Research & Papers

ResRank: Unifying Retrieval and Listwise Reranking via End-to-End Joint Training with Residual Passage Compression

ResRank compresses each passage to a single embedding, eliminating the generation bottleneck.

Deep Dive

ResRank, developed by Xiaojie Ke and eight co-authors, tackles two major bottlenecks in LLM-based listwise reranking: the 'lost in the middle' degradation with long inputs and super-linear inference latency. Inspired by multimodal LLMs that compress visual inputs into compact token representations, ResRank employs an Encoder-LLM to compress each candidate passage into a single embedding. This embedding is then fed alongside the query text into a Reranker-LLM for listwise ranking. To address the misalignment between the compressed representation space and the ranking space, the framework introduces a residual connection structure that combines encoder embeddings with contextualized hidden states from the reranker. Additionally, it replaces conventional autoregressive decoding with a one-step cosine-similarity-based scoring mechanism, completely eliminating the generation bottleneck.

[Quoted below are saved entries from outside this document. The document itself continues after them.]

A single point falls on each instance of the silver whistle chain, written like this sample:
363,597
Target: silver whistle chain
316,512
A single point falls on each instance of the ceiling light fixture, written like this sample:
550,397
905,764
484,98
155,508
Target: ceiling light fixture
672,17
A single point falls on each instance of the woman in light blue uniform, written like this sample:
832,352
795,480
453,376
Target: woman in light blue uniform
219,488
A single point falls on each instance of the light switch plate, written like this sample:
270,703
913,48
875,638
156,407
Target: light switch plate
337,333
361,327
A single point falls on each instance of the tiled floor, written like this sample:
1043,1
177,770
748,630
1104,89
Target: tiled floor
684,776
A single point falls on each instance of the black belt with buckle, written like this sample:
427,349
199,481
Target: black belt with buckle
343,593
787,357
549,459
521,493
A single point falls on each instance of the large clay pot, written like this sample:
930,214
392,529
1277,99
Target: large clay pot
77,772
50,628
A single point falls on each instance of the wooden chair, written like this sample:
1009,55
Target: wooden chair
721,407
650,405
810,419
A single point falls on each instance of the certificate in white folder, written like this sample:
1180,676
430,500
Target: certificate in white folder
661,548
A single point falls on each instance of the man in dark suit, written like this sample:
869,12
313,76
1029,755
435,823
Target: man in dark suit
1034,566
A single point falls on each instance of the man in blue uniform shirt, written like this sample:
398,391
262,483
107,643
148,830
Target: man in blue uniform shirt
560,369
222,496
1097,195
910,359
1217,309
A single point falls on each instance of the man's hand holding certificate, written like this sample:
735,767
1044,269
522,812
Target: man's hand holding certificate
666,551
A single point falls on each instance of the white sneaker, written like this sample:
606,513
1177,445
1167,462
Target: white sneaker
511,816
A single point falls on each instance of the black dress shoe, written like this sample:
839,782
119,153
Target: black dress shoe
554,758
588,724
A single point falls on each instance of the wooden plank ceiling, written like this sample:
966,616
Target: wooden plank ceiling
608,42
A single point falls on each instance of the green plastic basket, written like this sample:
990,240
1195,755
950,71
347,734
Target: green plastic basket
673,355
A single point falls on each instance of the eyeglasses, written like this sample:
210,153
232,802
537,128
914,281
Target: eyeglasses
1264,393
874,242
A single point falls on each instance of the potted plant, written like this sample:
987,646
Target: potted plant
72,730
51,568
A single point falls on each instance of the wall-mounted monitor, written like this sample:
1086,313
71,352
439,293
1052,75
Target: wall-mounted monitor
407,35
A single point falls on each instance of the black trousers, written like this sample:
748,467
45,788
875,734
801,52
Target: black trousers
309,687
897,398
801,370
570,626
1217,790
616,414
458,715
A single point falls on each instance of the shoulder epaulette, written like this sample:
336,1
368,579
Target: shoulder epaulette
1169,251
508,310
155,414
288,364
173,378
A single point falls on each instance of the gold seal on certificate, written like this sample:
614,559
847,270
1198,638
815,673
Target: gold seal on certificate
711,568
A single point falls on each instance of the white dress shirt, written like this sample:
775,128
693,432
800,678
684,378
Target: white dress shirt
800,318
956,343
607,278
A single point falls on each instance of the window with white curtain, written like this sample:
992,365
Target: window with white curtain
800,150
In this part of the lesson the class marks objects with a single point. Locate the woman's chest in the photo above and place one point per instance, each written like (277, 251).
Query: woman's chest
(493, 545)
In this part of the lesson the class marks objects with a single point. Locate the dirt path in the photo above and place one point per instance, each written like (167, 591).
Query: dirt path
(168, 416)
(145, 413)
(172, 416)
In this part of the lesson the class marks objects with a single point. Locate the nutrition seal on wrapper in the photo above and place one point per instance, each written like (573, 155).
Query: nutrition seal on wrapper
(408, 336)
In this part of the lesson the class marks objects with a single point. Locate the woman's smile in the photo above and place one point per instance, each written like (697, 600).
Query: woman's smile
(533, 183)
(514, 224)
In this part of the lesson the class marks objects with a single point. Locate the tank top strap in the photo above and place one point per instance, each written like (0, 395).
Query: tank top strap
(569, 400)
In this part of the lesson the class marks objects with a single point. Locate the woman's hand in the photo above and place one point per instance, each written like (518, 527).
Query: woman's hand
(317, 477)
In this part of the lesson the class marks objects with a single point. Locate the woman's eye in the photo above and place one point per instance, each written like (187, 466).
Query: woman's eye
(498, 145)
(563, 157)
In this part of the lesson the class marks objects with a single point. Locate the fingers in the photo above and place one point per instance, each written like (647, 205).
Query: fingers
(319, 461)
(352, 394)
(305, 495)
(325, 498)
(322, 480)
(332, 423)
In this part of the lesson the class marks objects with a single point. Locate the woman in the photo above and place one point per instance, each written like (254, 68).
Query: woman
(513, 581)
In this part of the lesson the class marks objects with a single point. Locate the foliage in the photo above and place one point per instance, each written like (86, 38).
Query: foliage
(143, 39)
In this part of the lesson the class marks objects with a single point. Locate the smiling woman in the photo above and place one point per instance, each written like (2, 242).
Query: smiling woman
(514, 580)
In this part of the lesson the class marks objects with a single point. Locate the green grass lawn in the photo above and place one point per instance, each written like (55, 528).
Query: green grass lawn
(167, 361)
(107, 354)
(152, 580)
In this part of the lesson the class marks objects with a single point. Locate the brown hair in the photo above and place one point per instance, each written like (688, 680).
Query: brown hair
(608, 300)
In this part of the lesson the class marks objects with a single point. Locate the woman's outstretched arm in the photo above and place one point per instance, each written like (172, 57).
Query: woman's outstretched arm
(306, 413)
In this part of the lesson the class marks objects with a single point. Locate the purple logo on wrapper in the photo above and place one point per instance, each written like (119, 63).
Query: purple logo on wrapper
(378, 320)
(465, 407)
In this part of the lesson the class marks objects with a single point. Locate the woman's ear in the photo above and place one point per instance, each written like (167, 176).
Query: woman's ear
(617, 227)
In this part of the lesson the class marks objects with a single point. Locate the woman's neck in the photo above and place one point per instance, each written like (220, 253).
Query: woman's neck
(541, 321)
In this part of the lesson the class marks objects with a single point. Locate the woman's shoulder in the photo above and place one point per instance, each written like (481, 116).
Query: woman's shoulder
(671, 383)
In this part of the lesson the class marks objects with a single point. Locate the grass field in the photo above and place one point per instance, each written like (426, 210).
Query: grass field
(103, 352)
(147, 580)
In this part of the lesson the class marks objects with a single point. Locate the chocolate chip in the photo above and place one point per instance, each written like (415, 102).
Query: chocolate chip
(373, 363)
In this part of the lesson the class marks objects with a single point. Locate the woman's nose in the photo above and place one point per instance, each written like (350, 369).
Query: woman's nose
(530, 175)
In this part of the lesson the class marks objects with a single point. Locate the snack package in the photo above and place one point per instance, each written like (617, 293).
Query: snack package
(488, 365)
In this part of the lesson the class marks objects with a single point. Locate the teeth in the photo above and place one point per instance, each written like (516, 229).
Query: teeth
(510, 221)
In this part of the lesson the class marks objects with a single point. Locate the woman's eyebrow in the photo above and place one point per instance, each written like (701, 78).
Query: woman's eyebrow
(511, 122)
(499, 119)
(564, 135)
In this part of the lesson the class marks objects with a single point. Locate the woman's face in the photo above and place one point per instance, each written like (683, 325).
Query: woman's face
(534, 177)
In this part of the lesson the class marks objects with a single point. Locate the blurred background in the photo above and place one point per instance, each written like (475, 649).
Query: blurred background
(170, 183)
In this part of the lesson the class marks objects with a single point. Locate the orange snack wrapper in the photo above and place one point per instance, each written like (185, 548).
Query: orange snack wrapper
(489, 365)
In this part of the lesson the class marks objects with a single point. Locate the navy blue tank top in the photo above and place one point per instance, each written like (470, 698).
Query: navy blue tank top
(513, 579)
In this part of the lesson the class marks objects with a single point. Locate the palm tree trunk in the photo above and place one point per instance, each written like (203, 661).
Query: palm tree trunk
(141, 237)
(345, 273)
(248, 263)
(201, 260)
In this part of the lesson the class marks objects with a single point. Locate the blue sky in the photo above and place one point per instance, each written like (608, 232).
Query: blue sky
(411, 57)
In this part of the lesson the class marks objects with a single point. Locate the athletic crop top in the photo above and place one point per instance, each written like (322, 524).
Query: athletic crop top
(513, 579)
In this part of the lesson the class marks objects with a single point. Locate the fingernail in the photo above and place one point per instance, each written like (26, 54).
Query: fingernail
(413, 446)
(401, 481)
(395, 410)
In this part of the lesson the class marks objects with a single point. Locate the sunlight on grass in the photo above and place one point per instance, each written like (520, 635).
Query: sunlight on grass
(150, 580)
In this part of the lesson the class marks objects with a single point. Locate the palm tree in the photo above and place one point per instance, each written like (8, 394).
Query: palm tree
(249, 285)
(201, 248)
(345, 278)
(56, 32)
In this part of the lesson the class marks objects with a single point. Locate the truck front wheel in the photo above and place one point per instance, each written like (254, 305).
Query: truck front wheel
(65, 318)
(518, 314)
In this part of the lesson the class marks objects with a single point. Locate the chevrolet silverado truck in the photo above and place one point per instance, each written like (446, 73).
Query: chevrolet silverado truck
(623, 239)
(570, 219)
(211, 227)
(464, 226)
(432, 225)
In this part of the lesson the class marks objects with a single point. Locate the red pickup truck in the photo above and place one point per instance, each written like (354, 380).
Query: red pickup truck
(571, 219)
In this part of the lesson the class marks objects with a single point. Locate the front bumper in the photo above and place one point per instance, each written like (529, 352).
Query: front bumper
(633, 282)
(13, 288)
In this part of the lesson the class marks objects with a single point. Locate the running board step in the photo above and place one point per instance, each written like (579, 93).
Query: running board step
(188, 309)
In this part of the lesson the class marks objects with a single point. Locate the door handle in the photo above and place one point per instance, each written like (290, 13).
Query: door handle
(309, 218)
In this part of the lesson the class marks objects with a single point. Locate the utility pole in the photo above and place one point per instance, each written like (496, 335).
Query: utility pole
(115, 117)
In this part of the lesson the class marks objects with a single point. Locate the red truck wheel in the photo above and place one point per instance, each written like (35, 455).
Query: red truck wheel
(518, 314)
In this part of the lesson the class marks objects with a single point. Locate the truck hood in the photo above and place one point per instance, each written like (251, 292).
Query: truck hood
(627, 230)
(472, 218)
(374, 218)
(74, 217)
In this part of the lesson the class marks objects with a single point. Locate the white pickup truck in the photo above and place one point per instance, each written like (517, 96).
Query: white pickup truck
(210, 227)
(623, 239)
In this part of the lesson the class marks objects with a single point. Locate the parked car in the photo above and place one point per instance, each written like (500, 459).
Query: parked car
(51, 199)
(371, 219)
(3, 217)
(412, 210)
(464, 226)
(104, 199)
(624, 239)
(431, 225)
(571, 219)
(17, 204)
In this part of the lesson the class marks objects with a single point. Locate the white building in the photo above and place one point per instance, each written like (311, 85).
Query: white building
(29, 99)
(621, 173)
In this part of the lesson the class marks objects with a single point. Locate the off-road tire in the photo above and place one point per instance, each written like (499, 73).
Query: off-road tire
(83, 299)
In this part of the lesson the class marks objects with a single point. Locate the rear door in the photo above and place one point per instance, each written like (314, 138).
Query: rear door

ResRank is trained through a dual-stage, multi-task, end-to-end joint optimization strategy that simultaneously trains the encoder and reranker. This alignment of learning objectives between retrieval and reranking reduces training complexity while improving performance. Extensive experiments on TREC Deep Learning and eight BEIR benchmark datasets demonstrate that ResRank achieves competitive or superior ranking effectiveness compared to existing approaches while requiring zero generated tokens and processing only one token per passage. This yields a fundamentally better balance between effectiveness and efficiency, making it suitable for industrial deployment where latency and throughput are critical.

Key Points
  • ResRank compresses each candidate passage into a single embedding using an Encoder-LLM.
  • A residual connection structure aligns the compressed representation with the ranking space.
  • Achieves competitive effectiveness on TREC Deep Learning and eight BEIR datasets with zero generated tokens and one token per passage.

Why It Matters

ResRank makes LLM-based reranking practical for production by slashing latency and eliminating 'lost in the middle' issues.